Nous voulons récupérer une marge de manœuvre budgétaire.

 

Disposez-vous d’une marge de manœuvre alors que les deux tiers des dépenses de la Confédération sont liés?

C’est précisément la raison pour laquelle un tel examen s’impose. Nous voulons récupérer une marge de manœuvre budgétaire pour le Parlement et pour le Conseil fédéral. Ces deux dernières années, et certainement cette année encore, nous avons dû procéder à des coupes transversales, ce qui signifie que toutes les dépenses non liées ou faiblement liées ont été réduites du même taux de pourcentage. Cette mesure très impopulaire est tout sauf stratégique. Un premier objectif serait de pouvoir éviter les coupes transversales pour l’année 2026.

Les résultats du groupe d’experts déploieront-ils des effets dès 2026?

C’est bien possible. Il serait souhaitable de faire déjà des économies à court terme, en adaptant par exemple certaines ordonnances qui sont plus rapides à mettre en œuvre. Et à long terme, des modifications législatives pourraient être engagées.

Combien le groupe d’experts doit-il économiser?

Quatre milliards de francs, ce qui correspond à notre déficit structurel.

Qu’en disent les cantons?

L’avenir nous dira dans quelle mesure les cantons seront touchés. Si nous identifions des possibilités concrètes d’économies, nous en discuterons avec les cantons et les partenaires sociaux.
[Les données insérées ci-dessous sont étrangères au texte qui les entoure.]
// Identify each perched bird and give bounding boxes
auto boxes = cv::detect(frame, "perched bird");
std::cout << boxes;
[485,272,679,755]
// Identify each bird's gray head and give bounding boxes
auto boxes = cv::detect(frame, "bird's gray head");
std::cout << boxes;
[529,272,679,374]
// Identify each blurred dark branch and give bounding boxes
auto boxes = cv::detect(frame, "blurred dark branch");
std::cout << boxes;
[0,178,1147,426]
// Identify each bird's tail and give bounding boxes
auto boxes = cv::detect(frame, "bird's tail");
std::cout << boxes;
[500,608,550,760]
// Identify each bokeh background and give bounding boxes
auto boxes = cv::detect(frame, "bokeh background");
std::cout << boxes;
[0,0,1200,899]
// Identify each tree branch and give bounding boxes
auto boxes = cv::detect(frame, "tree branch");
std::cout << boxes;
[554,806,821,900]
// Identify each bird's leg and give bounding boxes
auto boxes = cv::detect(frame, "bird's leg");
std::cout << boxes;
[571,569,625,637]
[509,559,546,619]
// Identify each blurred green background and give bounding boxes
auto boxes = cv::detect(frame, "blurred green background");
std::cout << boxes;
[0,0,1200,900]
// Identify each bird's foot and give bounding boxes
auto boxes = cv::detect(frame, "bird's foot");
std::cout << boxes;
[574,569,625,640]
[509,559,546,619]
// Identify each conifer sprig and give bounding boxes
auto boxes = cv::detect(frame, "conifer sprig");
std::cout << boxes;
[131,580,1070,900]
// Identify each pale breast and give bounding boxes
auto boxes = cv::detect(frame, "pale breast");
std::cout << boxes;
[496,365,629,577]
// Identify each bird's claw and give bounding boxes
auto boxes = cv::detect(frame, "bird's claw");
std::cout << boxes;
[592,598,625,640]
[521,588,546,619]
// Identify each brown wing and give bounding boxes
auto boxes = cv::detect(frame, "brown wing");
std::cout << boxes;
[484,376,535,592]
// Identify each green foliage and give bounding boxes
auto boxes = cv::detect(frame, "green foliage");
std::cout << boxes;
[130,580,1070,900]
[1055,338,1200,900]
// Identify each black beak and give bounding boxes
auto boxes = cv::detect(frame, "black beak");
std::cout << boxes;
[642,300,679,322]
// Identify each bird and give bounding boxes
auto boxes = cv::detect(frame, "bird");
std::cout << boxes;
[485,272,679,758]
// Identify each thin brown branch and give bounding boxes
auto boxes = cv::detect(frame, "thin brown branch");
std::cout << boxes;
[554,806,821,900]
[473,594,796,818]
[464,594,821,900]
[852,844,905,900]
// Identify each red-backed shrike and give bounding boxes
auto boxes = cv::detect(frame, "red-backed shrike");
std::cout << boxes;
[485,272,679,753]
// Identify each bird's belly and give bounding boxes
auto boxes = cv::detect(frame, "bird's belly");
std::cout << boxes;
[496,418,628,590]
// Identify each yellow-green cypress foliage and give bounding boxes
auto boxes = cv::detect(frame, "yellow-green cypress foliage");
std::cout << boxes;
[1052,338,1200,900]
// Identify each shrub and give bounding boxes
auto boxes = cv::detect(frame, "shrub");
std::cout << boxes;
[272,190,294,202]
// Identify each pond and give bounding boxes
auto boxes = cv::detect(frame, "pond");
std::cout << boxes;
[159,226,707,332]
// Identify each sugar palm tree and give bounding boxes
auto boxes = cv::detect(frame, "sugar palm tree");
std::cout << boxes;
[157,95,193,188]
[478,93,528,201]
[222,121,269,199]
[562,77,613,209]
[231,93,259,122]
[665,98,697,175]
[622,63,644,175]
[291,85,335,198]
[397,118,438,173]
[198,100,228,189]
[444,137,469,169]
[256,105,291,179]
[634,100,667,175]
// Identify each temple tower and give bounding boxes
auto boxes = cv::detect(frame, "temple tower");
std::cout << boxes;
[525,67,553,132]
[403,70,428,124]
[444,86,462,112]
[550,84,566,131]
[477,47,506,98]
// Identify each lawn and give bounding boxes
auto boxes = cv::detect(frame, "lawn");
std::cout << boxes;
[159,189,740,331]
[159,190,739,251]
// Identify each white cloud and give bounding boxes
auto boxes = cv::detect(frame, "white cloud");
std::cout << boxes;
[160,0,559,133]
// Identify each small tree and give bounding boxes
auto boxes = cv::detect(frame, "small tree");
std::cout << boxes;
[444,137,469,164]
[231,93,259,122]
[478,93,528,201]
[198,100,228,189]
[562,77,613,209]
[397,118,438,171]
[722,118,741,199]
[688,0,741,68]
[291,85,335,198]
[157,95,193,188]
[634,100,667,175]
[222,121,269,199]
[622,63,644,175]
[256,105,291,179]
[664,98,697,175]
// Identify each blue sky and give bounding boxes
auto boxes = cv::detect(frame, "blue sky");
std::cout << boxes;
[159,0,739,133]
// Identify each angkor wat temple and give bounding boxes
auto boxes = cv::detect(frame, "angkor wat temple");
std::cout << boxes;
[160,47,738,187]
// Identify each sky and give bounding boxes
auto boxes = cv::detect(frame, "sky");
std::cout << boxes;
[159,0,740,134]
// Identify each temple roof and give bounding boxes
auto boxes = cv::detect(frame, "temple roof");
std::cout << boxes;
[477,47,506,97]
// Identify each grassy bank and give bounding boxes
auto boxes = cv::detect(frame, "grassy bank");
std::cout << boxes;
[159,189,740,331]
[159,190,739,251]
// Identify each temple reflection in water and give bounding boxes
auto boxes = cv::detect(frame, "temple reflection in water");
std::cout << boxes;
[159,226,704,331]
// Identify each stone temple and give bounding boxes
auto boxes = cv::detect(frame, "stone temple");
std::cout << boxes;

Actuellement, huit cantons financent 40% de la péréquation financière, le reste provenant de la Confédération. Comment expliquez-vous la péréquation financière suisse à vos homologues étrangers?

Je leur explique que les cantons économiquement forts et la Confédération aident les cantons économiquement faibles et que cela renforce la cohésion de la Suisse fédérale.

Pourquoi les cantons riches sont-ils prêts à financer la péréquation?

La cohésion nationale ne peut fonctionner qu’avec ce rééquilibrage. C’est comme dans une famille: malgré nos 26 États membres, nous formons un pays et devons veiller sur chacun. Les habitants du val Poschiavo doivent disposer de prestations publiques de la même qualité que ceux de Genève ou de Zurich. Si cela ne fonctionne plus, le pays se désintègre. C’est ce que l’on constate dans les pays présentant de grandes disparités régionales.

Comment est l’ambiance parmi les directeurs des finances?

Je la perçois comme bonne, tant que personne n’exagère, c’est-à-dire tant que les cantons financièrement forts n’abaissent pas exagérément les impôts et que les cantons bénéficiaires n’utilisent pas l’argent pour financer des prestations trop coûteuses.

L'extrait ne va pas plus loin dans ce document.